Until quite recently, good discussion on the rites of Holy Week was not readily available. In the past few years traditionalists have found themselves able to critique the rites of Pius XII on their own merits and often reverted back to older usage irrespective of last year's Ecclesia Dei (RIP) indult. Consideration tends to focus on the antiquity of the older rites, their more popular appeal in terms of ceremony, their theological cohesion, and their greater conformity to the traditional liturgy.
Once upon a time the best and most powerful objection was that the 1955/6 Holy Week represented an experiment with the Pauline reforms in mind. The FSSPX accepted the changes as did a large congregation of sedevacantists. The hold outs in the old days tended to be sedevacantists who would not touch anything that smelled of the new rite, regards of its own demerits. As such, we find Anthony Cekada respectfully telling Pius XII that he would prefer to retain the Presanctified Mass on Good Friday because Paul VI, his successor, later wrote that the Pian changes were meant to evolve the reformed liturgy. There is no question of the rites themselves representing something troublesome or ill-fit for use because a pope published them.
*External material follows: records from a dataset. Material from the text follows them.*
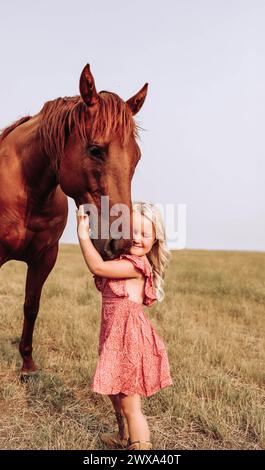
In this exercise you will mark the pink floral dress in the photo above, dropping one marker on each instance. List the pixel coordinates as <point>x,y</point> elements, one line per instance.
<point>132,357</point>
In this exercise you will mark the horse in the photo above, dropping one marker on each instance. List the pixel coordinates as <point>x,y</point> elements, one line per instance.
<point>84,147</point>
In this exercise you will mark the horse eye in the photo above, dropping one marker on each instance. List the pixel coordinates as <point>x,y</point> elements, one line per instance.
<point>95,151</point>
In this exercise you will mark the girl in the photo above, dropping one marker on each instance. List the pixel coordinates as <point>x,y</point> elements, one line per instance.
<point>132,358</point>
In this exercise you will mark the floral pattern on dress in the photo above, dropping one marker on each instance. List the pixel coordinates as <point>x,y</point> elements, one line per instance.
<point>132,356</point>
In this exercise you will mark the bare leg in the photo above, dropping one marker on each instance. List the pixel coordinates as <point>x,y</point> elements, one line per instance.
<point>137,423</point>
<point>121,420</point>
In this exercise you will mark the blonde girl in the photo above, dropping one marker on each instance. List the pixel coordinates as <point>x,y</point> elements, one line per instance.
<point>133,360</point>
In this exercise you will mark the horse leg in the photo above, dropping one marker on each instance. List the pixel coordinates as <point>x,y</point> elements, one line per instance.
<point>37,274</point>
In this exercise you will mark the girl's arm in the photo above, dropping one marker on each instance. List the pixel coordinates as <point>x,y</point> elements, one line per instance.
<point>95,263</point>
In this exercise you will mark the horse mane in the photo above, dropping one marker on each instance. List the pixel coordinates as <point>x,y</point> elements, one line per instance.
<point>60,116</point>
<point>10,128</point>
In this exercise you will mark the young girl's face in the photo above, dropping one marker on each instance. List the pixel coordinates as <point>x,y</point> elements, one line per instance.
<point>143,234</point>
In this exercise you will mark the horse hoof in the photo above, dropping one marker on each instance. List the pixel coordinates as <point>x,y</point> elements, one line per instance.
<point>26,376</point>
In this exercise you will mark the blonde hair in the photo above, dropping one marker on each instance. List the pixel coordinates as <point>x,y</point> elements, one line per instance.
<point>159,255</point>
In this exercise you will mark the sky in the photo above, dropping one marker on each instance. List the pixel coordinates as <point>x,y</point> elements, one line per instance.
<point>203,142</point>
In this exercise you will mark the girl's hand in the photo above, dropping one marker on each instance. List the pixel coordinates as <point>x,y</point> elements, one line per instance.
<point>82,223</point>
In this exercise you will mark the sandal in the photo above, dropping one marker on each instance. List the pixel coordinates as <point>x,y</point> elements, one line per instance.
<point>114,440</point>
<point>139,445</point>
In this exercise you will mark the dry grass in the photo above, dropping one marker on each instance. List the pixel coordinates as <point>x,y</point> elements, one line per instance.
<point>212,322</point>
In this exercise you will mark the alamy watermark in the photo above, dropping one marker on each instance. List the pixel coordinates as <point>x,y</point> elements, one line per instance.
<point>174,217</point>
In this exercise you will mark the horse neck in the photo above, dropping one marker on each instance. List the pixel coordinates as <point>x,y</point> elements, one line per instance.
<point>36,167</point>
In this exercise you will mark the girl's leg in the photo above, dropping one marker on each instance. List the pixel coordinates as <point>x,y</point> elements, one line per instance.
<point>137,423</point>
<point>121,420</point>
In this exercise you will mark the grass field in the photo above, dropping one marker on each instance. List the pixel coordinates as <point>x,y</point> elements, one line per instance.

In this stance, the Reverend Father Cekada represents an older form of Traditionalism that looks back to the halcyon, Ultramontane days before Papa Giovanni and upholds their standards as normative, whereas modern, mainstream Traditionalists who recognize Jorge Mario Bergoglio as pope find him wanting and are cured of whatever Ultramontanism Pius XII or Benedict XVI may have planted (the former by desire and the latter by his good deeds). Indeed, could the revival of Holy Week in the Trad world have transpired without the less legalistic, more pastoral papacy of Francis?